24 мая Айлин отправила телеграмму его родителям в Саутволд: “ЭРИК ЛЕГКО РАНЕН БЫСТРО ПОПРАВЛЯЕТСЯ ПЕРЕДАЕТ ПРИВЕТ БЕСПОКОИТЬСЯ НЕ О ЧЕМ АЙЛИН” Но одновременно она попросила Коппа подробно поговорить с лечащим врачом мужа и описать все симптомы ее брату, крупному врачу, доктору Эрику О’Шоннесси, мнением которого она очень дорожила. Копп послал подробное письмо, отметив мимоходом, что чувство юмора у пациента не пострадало, и присовокупив подробный рисунок раненного горла. Ясно было одно — воевать Оруэлл уже не будет и потому в Испании ему больше делать нечего.

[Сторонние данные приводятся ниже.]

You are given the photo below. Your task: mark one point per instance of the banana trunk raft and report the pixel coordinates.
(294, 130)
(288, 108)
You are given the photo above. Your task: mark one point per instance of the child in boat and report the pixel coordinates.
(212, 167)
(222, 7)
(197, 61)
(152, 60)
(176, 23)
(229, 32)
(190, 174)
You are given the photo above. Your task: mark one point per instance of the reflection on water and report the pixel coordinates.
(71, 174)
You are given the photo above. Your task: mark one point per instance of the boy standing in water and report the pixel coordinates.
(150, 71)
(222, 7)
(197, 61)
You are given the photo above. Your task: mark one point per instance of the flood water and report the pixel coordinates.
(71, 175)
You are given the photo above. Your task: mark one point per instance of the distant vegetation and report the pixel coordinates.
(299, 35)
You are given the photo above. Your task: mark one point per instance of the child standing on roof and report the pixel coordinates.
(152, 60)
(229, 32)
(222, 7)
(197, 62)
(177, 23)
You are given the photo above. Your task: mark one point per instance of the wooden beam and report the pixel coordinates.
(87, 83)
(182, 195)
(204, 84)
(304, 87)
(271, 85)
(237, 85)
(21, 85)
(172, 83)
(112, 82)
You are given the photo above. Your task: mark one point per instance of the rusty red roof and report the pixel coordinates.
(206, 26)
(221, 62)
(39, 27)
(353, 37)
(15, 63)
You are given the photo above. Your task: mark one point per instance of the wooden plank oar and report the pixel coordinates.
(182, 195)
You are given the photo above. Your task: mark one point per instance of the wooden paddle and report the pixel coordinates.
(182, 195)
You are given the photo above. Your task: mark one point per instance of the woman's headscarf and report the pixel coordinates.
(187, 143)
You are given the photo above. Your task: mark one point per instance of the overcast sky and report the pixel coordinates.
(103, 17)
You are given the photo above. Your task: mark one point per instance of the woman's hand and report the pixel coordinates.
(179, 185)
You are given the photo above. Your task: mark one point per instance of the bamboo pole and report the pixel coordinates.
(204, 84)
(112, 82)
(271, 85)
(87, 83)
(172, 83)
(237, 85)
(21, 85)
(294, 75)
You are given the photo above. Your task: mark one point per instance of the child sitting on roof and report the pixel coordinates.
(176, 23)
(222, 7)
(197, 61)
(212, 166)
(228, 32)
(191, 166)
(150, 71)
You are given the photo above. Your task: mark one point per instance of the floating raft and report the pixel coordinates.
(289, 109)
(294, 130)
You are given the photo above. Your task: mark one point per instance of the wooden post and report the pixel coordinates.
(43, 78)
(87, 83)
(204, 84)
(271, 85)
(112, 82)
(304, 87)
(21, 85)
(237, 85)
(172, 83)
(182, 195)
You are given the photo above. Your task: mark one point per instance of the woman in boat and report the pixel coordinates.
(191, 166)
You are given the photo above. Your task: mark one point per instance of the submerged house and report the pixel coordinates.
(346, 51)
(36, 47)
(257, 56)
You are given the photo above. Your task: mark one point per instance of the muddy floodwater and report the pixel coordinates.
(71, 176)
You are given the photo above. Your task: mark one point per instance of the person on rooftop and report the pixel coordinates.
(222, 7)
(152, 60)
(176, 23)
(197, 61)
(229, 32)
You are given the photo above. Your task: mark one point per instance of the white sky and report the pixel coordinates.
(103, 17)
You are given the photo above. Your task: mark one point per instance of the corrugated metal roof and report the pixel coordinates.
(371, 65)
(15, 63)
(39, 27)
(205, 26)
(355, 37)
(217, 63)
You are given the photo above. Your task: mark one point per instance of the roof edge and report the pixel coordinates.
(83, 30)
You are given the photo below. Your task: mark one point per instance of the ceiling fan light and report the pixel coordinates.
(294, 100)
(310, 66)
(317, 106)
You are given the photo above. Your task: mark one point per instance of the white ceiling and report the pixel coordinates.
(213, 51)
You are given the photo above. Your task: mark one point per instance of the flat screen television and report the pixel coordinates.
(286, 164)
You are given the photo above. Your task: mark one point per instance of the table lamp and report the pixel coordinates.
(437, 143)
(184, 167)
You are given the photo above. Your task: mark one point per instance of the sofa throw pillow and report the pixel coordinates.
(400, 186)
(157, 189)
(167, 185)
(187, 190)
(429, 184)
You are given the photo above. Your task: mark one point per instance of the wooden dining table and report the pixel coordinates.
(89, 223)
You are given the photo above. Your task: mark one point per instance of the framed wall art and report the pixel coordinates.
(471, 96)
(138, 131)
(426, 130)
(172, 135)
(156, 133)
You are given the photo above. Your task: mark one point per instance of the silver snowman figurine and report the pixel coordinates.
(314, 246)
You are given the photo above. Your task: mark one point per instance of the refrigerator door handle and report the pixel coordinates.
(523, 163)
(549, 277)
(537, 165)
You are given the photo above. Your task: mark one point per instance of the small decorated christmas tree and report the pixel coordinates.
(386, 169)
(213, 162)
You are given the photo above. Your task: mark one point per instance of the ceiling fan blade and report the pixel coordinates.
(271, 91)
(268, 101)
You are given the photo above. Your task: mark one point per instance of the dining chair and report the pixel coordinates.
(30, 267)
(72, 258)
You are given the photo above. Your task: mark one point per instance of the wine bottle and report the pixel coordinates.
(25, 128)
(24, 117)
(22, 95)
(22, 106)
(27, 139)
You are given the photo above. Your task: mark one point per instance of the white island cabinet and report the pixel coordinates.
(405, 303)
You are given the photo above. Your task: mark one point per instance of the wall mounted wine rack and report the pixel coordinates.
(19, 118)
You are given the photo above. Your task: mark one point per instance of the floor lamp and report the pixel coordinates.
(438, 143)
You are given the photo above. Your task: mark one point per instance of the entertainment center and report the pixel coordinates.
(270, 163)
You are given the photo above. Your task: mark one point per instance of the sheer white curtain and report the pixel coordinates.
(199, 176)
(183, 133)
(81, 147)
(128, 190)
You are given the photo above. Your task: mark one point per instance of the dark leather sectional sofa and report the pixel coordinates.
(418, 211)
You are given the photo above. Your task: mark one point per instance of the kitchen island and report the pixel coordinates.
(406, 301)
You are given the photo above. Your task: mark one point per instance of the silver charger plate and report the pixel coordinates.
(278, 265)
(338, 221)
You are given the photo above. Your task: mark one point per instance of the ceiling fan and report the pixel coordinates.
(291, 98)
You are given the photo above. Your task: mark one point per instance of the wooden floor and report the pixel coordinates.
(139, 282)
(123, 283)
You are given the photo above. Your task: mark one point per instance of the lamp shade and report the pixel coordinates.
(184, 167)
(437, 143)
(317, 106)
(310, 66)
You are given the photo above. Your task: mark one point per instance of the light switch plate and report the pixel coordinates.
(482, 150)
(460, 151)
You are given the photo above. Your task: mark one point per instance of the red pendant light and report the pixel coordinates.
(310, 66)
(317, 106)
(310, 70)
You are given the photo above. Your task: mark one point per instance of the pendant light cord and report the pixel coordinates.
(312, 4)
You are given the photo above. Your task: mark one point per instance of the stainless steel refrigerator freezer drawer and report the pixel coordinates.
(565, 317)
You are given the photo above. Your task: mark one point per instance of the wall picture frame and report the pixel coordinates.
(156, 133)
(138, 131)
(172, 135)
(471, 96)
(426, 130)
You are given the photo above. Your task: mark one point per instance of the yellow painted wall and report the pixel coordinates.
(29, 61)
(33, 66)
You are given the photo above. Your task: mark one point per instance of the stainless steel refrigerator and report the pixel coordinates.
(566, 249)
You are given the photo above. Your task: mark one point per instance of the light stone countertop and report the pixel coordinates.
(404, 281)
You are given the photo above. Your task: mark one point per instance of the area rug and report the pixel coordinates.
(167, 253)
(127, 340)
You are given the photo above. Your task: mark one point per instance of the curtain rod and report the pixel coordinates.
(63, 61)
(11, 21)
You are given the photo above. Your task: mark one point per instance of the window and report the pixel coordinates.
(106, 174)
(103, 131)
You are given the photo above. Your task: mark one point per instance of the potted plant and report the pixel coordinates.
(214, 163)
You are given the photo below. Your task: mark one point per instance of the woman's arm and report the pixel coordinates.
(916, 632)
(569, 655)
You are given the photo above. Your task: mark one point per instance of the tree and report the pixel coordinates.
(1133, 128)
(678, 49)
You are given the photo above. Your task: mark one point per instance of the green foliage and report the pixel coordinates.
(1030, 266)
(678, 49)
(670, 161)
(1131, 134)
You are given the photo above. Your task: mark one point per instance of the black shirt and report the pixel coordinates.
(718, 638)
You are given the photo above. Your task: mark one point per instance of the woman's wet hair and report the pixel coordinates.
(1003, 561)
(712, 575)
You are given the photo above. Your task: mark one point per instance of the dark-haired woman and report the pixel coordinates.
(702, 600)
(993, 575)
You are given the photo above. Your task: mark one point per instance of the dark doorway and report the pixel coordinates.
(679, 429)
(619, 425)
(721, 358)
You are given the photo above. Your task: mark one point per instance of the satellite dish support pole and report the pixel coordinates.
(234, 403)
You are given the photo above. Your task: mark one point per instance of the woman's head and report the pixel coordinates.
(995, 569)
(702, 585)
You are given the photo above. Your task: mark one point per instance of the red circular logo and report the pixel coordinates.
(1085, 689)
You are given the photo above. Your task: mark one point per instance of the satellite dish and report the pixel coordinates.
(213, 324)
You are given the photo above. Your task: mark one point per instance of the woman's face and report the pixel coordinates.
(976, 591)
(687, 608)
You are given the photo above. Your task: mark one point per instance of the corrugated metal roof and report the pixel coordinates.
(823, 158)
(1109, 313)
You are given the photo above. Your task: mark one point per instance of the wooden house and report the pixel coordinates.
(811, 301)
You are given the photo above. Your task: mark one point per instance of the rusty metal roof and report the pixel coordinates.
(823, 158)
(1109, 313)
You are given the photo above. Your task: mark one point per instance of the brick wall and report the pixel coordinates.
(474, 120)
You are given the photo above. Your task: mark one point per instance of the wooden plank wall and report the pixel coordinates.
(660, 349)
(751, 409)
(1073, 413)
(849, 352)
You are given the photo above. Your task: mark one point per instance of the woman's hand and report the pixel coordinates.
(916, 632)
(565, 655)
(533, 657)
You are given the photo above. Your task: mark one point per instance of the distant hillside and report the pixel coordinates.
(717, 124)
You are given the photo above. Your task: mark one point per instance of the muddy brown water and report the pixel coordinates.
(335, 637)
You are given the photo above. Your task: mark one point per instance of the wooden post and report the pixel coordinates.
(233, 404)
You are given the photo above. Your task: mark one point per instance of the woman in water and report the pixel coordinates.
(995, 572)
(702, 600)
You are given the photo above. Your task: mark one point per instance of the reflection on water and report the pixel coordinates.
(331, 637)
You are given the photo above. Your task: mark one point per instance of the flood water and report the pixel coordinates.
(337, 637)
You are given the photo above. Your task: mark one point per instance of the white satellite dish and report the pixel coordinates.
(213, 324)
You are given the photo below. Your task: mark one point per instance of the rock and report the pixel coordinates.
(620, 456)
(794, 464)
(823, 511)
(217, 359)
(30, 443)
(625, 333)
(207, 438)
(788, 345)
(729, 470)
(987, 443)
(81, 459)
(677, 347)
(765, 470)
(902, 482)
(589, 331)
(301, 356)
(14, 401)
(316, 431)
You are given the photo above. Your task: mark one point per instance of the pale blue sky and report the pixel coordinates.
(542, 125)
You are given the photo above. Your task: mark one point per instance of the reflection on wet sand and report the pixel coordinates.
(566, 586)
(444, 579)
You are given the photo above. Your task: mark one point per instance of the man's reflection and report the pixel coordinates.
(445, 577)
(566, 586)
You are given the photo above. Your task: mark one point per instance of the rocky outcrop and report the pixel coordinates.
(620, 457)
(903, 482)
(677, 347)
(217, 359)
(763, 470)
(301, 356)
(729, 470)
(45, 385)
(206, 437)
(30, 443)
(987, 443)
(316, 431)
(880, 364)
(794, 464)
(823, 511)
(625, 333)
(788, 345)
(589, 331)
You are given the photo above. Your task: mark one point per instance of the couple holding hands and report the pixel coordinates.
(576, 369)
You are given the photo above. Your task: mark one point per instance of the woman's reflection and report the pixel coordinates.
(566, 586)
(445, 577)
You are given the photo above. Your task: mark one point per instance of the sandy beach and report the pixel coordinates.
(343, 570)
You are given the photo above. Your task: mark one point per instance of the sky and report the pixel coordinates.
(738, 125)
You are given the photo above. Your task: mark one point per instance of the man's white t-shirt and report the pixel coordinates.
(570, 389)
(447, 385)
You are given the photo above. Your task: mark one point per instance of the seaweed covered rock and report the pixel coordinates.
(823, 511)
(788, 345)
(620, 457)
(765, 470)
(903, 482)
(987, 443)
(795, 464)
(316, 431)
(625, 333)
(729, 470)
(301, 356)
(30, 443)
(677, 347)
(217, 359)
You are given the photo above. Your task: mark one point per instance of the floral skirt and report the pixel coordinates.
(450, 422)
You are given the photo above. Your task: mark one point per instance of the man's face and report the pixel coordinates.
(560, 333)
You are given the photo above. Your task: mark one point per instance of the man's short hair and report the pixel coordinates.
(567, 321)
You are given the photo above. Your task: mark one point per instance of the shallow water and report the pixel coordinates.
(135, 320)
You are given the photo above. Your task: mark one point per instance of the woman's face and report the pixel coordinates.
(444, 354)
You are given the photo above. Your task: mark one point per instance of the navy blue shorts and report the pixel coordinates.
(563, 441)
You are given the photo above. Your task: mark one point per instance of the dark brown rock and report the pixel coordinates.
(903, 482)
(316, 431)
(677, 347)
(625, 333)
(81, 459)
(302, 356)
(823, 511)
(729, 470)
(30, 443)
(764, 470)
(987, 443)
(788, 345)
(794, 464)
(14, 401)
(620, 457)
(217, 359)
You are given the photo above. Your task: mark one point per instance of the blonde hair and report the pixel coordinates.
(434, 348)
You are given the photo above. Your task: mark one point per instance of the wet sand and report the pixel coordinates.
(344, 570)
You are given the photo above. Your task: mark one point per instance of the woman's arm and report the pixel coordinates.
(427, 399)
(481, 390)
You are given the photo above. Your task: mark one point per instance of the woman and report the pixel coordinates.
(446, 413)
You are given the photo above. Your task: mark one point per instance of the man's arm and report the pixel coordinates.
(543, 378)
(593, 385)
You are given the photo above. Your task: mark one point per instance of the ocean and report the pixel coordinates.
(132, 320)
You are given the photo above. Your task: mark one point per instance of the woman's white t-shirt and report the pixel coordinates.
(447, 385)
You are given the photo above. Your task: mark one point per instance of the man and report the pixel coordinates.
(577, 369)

После нескольких переездов из одного госпиталя в другой Оруэлла как выздоравливающего перевели в санаторий “Маурин” под Барселоной, принадлежащий ПОУМ. Там его навещали Айлин и Копп, оттуда 8 июня он написал письмо своему давнему приятелю — еще по начальной школе и по Итону — Сирилу Конноли, тоже ставшему литератором и тоже побывавшему в Испании. В письме Оруэлл сообщал, что намеревается вернуться домой недели через две, как только получит увольнение из армии; что, невзирая на предсказания врачей, все же надеется, что голос его восстановится; что собирается написать книжку о войне и что в Испании он впервые по-настоящему поверил в социализм. Ужас того, что происходило вокруг, заставлял его из-за всех сил держаться за те чувства воодушевления и товарищества, которые он испытал в ополчении.
На следующий день — 9 июня — они с Айлин отметили первую годовщину свадьбы, а еще через несколько дней Оруэлл отправился собирать бумаги, необходимые для увольнения и последующего отъезда домой. Еще слабому после ранения, ему пришлось пять дней ездить по госпиталям, разбросанным по Каталонии, на медленных испанских поездах, которые и в лучшее-то время никогда не ходили по расписанию. Измученный, он наконец получил все нужные справки и, вернувшись 20 июня вечером, решил не ехать обратно в пригородный санаторий, а пойти в барселонский отель “Континенталь”, где жила Айлин.
Айлин ждала его в фойе. Со светской улыбкой она, небрежно поднявшись с дивана, подошла к мужу, обняла его и прошипела в ухо “Уходи!” Он не понял. Тогда она повела его к выходу. По дороге — на лестнице и у лифта — еще два человека, завидев его, сказали, что нужно немедленно уходить. Он все не понимал. Только выведя его на улицу, Айлин сообщила, что ПОУМ запрещена, ее здания захвачены, и все, кого могли арестовать, — арестованы, а некоторые уже и расстреляны.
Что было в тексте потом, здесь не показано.